Taking away critical lifelines like this makes rehabilitation and successful re-entry challenging. Research shows these liens may incentivize recidivism: individuals may return to crime in an attempt to make quick money to repay the crushing debt, or they may choose illegal activities in the hopes of obtaining assets that the state cannot see or access.
Research also suggests that those burdened by unaffordable debt have worse outcomes economically, physically, and emotionally. The effects are not limited to those returning from prison. Connecticut’s incarceration lien promotes intergenerational poverty, penalizing children who have already suffered economic and emotional hardship from having an incarcerated parent. These conseuqences of the lien strain increase community instability among the most vulnerable in Connecticut.
Connecticut’s incarceration lien also raises constitutional questions about its lack of notice and absence of due process. Documents from Connecticut trial courts describing the consequences of conviction never mention the incarceration lien. As a result, people are often unaware of Connecticut’s incarceration lien until they are notified that the state will be seizing their assets. Those who are aware of it, often rely on sparse and unreliable information obtained through informal networks. Without adequate notice surrounding the lien, they live in constant fear that the state will garner their wages or seize their home or property. They worry that the lien will last beyond their lifetime – creating a legacy of incarceration debt. And they make significant life decisions based on these fears.
Ultimately, this lien has strayed from its original purpose. When passed in 1995, proponents of the lien promised that it would help teach incarcerated individuals financial skills and responsibility The lien’s advocates equated it to paying an owed bill. This equation, however, ignores the economy of a modern prison. The incarcerated in Connecticut often work full time jobs paid a rate of $.75 to $1.75 a day and pay significantly more for goods than in the free world.
As a result, incarcerated individuals are already paying the costs of their incarceration through their undercompensated labor and the inflated costs imposed on them. They learn to budget and save in this economy. Upon release, the lien teaches them a new lesson, though not the one originally intended: that the state will impose unjust financial burdens even after a sentence is served. One man we spoke with echoed what others said when he wondered how the state expects him to move on with his life when he is being punished twice.
This lien does not benefit our state. The collections do not go into a victims’ fund and do not affect restitution. Instead, collected funds go into the Connecticut state general fund where they constitute approximately .003% of the state budget. While the benefit to the state is minute, the funds collected represent collections from thousands of people who rely on that money to survive and provide for their families.
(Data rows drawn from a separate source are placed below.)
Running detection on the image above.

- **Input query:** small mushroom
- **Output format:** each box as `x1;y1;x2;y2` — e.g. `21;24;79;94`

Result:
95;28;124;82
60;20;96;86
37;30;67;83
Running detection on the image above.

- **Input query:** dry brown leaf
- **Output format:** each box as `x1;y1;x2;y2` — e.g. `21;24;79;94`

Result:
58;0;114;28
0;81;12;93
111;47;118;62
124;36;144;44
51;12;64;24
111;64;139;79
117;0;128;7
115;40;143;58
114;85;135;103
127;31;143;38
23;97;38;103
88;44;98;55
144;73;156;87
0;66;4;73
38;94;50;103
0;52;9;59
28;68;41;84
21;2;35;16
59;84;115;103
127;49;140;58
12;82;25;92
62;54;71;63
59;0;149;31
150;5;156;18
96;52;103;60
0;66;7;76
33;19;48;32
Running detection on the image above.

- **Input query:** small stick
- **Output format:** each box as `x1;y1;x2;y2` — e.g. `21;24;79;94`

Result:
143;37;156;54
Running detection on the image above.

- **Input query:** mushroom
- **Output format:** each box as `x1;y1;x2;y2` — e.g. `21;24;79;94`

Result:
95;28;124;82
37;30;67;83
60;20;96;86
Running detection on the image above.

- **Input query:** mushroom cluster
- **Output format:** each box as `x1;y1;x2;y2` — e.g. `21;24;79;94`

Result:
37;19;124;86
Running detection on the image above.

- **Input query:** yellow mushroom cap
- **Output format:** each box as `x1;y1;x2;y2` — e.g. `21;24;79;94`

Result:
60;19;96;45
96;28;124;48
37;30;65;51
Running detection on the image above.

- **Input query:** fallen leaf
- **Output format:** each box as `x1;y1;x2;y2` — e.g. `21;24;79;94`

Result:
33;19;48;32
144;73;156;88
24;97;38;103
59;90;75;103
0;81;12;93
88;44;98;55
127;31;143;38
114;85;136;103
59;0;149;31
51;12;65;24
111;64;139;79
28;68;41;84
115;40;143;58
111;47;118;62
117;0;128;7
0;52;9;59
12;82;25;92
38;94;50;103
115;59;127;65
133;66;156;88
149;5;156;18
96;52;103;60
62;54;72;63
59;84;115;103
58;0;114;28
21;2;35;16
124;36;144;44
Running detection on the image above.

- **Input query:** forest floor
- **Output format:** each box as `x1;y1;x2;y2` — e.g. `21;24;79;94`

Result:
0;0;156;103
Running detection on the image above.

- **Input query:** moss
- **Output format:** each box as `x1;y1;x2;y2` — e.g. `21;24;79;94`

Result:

This law must be repealed. And this is the time to do it: HB 5390, a bill repealing the costs of incarceration, has been voted out of the Judiciary Committee. We urge Connecticut lawmakers to raise this bill on the House and Senate floors. The injustice of the lien has gone on long enough. The incarceration lien targets the most vulnerable among us. It locks families into cycles of debt and poverty. It prevents successful re-entry into society.
Connecticut has the opportunity to be a leader in criminal justice reform by ending the practice of carceral debt in the 2022 session.
Mila Reed Guevara and Ryanne Bamieh are law students at Yale Law School working with the Arthur Liman Center for Public Interest Law. Jenny Carroll is the Director of the Arthur Liman Center and a Visiting Professor of Law at Yale Law School.